You mentioned a Document::canGetMetaData function, maybe it should be
the other way around: always call the enabled fetchers on the document,
and let the fetcher decide if it can do something or not, depending on
what was found by the "getWhatever" functions ?
Also, I am all for the combined ID guesser, as many (?) fetchers may
reuse the same stuff. ID guessing regex could be shared through another
object giving the regex for a given type of ID. It should also be give
the web link for a given value of the ID. Then all fetchers just need to
say which one they need and the common ID guesser can use only the regex
required by the active fetchers. I'm not sure wether a fetcher should be
able to rely on several IDs.
Oh, this could even be used to know which ID a fetcher can use and allow
to call only the relevant ones (voiding my previous statement).

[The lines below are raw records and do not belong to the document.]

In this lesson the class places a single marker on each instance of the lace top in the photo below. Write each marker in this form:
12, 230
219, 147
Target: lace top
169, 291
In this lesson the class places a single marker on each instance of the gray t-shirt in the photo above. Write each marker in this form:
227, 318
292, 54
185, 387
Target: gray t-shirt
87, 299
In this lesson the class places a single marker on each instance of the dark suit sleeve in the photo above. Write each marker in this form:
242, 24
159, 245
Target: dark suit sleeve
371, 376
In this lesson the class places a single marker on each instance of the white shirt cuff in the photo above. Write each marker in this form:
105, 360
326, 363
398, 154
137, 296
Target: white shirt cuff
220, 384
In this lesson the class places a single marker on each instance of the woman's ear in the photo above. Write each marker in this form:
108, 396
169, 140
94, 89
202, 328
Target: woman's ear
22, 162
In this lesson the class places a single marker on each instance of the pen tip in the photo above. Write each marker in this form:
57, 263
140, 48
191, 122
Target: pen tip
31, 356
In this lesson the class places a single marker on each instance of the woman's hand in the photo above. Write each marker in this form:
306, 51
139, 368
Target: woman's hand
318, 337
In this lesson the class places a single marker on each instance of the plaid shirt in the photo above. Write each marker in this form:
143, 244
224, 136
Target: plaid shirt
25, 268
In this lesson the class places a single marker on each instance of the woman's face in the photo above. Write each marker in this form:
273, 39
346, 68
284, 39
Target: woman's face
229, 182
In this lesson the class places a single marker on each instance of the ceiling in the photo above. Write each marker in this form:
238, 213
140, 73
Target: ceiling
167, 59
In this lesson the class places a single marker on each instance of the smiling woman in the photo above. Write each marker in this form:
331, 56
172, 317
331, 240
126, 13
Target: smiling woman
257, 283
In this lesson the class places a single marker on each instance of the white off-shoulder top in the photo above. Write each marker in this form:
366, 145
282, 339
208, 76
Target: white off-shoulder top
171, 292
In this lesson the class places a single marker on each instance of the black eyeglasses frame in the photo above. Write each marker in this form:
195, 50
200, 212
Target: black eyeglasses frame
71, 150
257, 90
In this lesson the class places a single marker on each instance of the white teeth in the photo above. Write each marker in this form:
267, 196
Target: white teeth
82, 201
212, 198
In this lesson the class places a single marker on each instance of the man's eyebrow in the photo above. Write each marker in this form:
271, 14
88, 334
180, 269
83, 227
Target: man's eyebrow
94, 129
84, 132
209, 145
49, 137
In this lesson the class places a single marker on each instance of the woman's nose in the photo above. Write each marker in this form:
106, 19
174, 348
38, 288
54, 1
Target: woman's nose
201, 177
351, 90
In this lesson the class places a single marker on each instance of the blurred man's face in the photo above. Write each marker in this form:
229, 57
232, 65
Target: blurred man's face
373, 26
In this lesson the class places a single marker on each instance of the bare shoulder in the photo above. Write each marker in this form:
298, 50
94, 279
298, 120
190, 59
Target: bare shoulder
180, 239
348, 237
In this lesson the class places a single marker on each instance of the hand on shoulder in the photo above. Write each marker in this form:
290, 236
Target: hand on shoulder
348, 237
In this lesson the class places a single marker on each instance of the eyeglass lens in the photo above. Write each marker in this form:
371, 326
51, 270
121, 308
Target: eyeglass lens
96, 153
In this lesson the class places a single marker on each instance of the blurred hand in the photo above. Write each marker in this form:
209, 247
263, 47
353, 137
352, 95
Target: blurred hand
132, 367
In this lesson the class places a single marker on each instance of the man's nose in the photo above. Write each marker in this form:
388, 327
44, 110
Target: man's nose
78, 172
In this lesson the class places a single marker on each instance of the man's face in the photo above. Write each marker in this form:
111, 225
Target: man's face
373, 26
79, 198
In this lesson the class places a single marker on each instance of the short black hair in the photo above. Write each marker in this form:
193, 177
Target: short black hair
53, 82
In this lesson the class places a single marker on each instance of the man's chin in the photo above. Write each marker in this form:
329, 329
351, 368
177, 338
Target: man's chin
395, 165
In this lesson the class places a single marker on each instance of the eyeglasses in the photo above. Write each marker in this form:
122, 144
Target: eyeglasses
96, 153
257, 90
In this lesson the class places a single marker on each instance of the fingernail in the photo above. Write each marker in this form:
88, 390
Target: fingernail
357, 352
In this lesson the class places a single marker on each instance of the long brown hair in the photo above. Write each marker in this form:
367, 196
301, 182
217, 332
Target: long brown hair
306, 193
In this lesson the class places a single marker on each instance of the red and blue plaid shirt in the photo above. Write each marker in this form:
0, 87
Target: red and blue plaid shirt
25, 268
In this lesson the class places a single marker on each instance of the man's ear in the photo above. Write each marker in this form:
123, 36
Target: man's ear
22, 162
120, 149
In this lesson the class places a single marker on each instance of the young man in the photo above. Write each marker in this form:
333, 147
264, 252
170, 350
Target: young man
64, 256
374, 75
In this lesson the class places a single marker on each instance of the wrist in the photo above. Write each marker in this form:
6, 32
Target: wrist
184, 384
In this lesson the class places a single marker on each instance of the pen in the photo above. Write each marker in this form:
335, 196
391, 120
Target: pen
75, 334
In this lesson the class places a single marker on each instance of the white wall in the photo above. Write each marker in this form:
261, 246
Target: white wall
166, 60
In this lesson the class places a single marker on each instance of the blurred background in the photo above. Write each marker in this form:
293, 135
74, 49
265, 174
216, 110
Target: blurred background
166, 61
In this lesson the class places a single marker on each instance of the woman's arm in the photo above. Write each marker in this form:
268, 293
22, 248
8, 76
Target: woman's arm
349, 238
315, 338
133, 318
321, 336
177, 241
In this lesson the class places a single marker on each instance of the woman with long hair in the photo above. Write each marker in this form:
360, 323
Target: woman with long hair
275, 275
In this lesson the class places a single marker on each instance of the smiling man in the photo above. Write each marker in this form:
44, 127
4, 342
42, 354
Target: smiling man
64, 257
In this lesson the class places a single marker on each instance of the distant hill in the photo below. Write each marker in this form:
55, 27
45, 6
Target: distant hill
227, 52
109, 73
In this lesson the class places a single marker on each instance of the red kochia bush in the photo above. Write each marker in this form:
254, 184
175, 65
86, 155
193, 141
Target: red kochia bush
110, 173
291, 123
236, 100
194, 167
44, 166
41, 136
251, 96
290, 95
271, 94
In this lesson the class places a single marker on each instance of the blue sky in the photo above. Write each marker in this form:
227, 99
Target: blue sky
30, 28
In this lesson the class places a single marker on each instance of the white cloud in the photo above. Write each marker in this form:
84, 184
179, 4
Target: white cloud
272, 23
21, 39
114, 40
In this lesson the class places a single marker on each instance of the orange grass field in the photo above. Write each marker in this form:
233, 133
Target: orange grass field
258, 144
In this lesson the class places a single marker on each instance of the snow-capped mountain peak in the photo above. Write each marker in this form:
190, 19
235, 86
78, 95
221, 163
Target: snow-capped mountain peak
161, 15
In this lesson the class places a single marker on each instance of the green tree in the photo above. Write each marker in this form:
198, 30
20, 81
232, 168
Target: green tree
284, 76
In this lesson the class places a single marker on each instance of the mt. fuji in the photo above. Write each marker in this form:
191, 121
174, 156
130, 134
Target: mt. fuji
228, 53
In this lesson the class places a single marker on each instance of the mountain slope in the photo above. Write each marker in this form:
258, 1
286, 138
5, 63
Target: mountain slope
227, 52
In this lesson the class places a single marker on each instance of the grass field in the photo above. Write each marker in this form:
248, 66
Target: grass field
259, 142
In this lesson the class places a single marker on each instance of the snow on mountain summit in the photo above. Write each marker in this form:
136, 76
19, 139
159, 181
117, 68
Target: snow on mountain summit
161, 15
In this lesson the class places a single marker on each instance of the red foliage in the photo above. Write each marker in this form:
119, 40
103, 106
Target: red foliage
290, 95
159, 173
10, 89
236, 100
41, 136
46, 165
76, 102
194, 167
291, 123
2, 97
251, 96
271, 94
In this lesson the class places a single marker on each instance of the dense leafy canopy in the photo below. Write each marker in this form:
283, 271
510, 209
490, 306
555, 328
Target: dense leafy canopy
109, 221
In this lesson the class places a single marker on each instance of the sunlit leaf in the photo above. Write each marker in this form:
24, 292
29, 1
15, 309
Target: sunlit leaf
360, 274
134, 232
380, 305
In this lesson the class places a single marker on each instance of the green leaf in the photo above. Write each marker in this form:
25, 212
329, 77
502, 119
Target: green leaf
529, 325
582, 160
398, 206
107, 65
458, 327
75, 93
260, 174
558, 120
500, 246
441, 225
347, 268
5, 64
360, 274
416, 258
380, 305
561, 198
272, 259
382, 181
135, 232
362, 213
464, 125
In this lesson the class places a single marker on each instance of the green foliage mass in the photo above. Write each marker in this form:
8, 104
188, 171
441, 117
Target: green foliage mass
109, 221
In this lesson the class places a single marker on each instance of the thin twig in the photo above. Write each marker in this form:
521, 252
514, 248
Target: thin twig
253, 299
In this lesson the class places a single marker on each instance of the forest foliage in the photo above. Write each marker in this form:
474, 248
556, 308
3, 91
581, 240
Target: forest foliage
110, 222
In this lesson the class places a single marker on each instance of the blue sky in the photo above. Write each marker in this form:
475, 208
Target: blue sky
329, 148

Related to this, I can only see a "doi" field, where is the arxiv ID
stored ? It may be nice to have a set of "ID" associated with the
document, each with a name and a value.

> 
> Once the interface is well defined, a plugin system becomes possible.
> But I think the first step is definitely to refine the interface within
> the existing monolithic C++.
> 
> If you start hacking on this then feel free to grab me on google talk
> for questions (jcspray attt gmail.com).
> 
> > I'm not sure about the "initial" field, can't it be deduced from the
> > "given name" one ?
> 
> I guess one usually either has the initials or the first names (not
> both), so it's not much of an issue.
> 
> > One annoying thing with having separated fields, is about copy/pasting
> > the whole list of authors. Maybe keeping a large field can be convenient
> > for this use case ?
> 
> Or having in general an entry for adding authors (type "John Spray"
> without changing fields) which then appear in a list automatically
> parsed, such that the user can tweak them to his liking.  The challenge
> is doing it in a way that takes a minimal amount of space on the screen.

If you want to gain some space, then showing only one large field if
better, but it has to be larger: some papers have MANY authors, editing
them in a small text field is painfull.
Showing the large field by default with a "detail" expander to reveal
the list of small ones may be a good compromise (the "real" data being
stored in a clean list and the large field being just an automatic
aggregation of it)

Some more things that I do not like:
* putting the proxy stuff in the pref dialog is probably not a good
thing, why not just a button to launch the corresponding gnome capplet ?
* I'm not fond of having the "property dialog" as a dialog. I would
prefer a panel inside the main window for this (maybe as I am used to
jabref ?)

Best regards
-- 
Aurelien